A section of 750-volt "third rail" between the Metro Center and Federal Triangle stations was short-circuited by a loose scrap of aluminum yesterday afternoon as a train passed by, causing brief loss of power and heavy smoke, Metro reported.

Third rail incidents of this sort are extremely rare and have contributed to accidents in other subway systems. "Anything falling on the right-of-way is certainly reason for serious concern," said Harold Barley, Metrorail operations officer.

No one was injured in the incident, which tied up Blue and Orange Line traffic for more than 30 minutes when technicians closed off the track and searched for the cause of the short circuit.

Metro officials believe that a small piece of "cladding", thin aluminum leaf which holds pipe insulation in place, came free somehow and was blown under the third rail's protective cover when a Blue Line train carrying passengers to Addison Road passed by at about 1:20 p.m.
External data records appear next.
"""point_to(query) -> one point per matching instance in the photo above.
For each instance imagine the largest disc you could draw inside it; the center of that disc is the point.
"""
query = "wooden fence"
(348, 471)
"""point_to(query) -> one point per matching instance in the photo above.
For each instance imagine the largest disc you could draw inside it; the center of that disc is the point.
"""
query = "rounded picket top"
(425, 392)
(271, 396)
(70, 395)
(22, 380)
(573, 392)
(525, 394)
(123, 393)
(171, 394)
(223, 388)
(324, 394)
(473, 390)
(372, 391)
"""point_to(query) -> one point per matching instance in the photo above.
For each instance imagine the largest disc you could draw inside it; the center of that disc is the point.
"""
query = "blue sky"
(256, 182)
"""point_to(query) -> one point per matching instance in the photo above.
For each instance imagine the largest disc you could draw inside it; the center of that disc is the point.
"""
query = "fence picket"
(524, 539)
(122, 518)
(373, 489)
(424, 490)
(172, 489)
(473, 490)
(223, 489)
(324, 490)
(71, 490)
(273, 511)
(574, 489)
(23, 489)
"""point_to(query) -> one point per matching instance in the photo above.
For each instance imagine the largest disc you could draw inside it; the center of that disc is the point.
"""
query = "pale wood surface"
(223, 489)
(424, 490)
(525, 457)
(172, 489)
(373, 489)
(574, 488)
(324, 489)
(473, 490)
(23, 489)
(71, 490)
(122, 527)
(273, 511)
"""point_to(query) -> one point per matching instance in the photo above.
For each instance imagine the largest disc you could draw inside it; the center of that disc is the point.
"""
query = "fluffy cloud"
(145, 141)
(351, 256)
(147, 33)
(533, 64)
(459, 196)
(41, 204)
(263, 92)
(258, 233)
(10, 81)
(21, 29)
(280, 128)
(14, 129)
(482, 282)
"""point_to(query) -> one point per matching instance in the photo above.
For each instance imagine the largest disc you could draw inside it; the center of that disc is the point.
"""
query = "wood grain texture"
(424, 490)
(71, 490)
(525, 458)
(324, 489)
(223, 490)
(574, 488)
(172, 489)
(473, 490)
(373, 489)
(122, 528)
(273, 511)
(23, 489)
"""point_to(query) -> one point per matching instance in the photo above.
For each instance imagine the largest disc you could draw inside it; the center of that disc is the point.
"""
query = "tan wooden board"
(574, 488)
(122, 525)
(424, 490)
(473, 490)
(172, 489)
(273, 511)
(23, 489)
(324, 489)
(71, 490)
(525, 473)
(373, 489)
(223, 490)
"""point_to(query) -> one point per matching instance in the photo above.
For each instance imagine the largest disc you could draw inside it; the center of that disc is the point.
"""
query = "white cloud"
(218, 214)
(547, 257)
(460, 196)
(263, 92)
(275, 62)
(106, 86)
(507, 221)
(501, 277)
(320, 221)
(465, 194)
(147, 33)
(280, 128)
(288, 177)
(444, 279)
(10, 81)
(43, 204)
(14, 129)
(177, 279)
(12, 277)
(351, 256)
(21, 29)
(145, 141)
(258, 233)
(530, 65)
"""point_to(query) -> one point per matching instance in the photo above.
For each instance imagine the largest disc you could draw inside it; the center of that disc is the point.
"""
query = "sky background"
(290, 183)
The short circuit tripped safety devices that cut off power automatically, causing the train to slow momentarily. The electrical energy disintegrated the aluminum scrap and the devices turned power back on within seconds, again automatically. Technicians later shut off the power manually to inspect the track.
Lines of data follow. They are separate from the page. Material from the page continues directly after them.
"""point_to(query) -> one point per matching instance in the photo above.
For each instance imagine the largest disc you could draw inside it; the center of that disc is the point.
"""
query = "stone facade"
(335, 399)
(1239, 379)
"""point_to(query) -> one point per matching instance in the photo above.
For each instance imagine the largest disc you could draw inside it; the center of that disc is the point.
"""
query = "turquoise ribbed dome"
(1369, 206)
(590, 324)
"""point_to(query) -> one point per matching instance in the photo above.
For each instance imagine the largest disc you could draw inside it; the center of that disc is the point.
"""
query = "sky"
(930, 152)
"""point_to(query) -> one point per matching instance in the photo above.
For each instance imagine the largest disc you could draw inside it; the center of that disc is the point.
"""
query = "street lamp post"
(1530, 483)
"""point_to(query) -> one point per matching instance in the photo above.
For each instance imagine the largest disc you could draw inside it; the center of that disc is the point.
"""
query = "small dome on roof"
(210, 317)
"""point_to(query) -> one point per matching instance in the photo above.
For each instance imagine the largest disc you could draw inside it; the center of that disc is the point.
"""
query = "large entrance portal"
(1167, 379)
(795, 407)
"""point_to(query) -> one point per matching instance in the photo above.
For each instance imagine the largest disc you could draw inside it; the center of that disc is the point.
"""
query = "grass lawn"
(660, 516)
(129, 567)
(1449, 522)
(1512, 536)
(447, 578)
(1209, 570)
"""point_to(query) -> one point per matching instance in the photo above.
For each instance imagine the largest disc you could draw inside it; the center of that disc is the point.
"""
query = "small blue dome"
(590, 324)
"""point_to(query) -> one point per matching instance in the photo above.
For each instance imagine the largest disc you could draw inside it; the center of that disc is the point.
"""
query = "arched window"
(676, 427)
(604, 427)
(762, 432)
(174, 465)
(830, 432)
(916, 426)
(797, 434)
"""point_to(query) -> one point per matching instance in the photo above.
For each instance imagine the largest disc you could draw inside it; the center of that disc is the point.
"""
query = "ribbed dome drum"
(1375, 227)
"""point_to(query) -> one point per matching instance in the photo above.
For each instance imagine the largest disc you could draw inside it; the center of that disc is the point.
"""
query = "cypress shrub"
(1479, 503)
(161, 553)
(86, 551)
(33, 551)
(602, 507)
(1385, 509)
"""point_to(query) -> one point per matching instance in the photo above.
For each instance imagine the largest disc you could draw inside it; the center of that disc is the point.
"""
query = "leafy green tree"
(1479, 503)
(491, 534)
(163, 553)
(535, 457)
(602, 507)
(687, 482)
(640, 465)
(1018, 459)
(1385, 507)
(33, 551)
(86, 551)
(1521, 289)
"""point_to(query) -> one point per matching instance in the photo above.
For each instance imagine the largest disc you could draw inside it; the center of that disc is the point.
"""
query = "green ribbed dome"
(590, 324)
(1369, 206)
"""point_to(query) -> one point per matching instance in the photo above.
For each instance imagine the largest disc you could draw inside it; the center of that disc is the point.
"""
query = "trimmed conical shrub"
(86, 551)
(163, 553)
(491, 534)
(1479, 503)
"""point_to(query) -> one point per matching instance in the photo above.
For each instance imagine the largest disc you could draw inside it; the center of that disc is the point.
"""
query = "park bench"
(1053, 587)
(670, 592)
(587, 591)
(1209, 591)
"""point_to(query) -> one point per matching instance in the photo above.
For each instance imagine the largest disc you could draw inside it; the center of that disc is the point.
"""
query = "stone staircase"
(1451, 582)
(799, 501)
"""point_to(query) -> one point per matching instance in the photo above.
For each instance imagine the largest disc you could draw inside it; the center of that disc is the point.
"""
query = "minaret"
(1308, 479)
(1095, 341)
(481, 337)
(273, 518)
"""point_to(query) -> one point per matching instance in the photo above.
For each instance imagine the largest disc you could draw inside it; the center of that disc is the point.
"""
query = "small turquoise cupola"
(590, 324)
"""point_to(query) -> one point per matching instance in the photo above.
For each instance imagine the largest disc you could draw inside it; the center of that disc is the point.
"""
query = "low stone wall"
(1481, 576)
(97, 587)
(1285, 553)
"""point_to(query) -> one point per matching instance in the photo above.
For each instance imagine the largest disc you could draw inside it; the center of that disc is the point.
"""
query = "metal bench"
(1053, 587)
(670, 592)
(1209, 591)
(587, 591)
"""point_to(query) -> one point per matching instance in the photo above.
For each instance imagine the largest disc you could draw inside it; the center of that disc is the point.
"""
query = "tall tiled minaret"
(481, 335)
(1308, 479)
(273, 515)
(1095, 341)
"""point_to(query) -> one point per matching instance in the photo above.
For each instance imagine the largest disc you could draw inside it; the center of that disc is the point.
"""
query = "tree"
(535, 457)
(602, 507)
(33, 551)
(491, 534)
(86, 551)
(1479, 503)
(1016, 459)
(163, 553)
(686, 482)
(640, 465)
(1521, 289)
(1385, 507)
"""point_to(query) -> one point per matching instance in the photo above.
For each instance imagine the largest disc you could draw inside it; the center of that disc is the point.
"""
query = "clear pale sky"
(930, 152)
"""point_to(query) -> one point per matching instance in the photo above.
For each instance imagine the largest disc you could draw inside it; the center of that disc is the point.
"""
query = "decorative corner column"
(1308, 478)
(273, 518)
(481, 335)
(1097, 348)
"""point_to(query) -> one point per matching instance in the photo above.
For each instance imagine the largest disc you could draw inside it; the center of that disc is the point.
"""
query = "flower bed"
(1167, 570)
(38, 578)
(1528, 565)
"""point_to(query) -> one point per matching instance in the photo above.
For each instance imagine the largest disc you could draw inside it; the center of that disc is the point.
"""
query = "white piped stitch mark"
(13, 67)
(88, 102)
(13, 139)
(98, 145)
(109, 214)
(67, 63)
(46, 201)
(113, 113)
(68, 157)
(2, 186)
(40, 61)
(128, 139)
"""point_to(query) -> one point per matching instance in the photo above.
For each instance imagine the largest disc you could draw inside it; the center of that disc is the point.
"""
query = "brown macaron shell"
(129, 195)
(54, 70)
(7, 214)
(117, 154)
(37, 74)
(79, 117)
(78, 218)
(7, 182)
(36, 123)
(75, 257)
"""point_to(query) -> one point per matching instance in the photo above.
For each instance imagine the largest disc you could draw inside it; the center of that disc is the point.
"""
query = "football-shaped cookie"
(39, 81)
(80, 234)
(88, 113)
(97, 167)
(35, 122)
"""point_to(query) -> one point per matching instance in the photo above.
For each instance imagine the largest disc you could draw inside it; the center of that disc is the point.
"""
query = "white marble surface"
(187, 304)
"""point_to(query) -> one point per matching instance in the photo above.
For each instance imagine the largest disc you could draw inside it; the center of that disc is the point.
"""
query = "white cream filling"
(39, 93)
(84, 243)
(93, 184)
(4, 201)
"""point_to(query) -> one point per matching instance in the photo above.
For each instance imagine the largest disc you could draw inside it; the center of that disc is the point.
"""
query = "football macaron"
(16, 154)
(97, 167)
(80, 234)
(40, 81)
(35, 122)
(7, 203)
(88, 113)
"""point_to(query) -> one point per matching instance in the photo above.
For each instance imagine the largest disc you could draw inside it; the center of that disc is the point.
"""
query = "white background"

Barley said that aluminum cladding had never before caused such a short circuit. He called it an isolated occurrence that did not seem to reflect basic design flaws.
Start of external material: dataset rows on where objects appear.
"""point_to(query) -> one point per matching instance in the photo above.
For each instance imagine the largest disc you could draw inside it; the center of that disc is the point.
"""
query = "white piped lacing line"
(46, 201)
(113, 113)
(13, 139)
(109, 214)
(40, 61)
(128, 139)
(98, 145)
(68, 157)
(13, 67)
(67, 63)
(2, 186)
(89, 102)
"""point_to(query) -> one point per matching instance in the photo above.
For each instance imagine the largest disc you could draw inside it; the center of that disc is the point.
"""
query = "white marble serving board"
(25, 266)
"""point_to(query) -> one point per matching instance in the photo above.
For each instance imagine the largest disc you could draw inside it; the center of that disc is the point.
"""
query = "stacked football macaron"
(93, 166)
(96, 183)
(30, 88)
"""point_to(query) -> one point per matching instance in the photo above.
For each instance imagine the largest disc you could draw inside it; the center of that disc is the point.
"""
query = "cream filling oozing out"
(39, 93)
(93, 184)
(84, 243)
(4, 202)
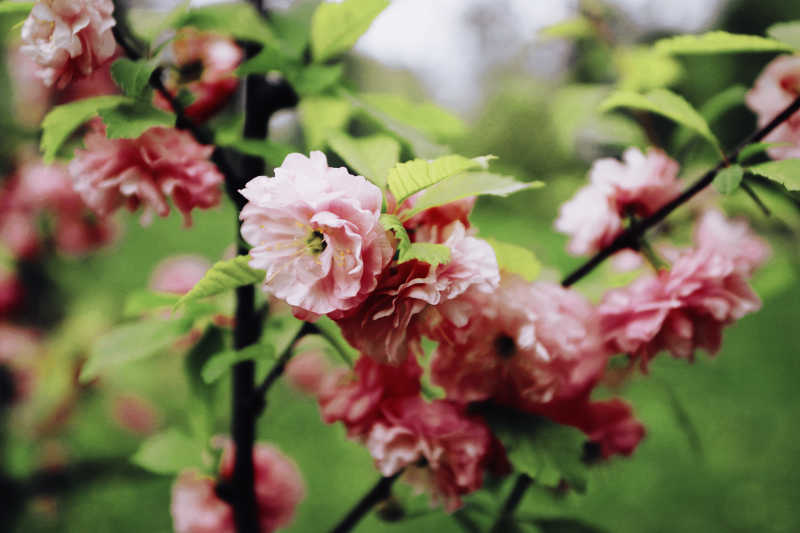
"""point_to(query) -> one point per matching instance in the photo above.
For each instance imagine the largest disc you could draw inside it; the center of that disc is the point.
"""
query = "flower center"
(505, 346)
(315, 243)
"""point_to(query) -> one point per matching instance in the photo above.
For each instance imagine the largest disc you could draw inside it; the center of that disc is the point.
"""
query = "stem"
(377, 494)
(630, 237)
(523, 482)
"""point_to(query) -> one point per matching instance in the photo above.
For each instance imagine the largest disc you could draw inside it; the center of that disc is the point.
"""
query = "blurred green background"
(722, 449)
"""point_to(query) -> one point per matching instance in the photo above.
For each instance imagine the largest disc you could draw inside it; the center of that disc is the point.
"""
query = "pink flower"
(205, 64)
(355, 398)
(441, 449)
(278, 485)
(523, 344)
(162, 163)
(315, 230)
(196, 508)
(388, 325)
(678, 310)
(69, 38)
(639, 185)
(732, 239)
(776, 88)
(179, 274)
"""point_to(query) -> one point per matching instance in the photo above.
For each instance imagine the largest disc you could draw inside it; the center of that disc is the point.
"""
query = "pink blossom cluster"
(204, 64)
(36, 191)
(638, 185)
(161, 164)
(196, 507)
(69, 38)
In an unrelated incident yesterday morning, thousands of Metrorail commuters were late to work after a malfunctioning engine crippled a train and filled Farragut West station with smoke, forcing its closure for about 40 minutes.

With air conditioners shut off to avoid drawing in fumes, other trains passed through the station without stopping, using the unblocked track. "There were delays of 30 minutes or more to some passengers in some parts of the Blue/Orange Line," Metro spokesman Cody Pfanstiehl said.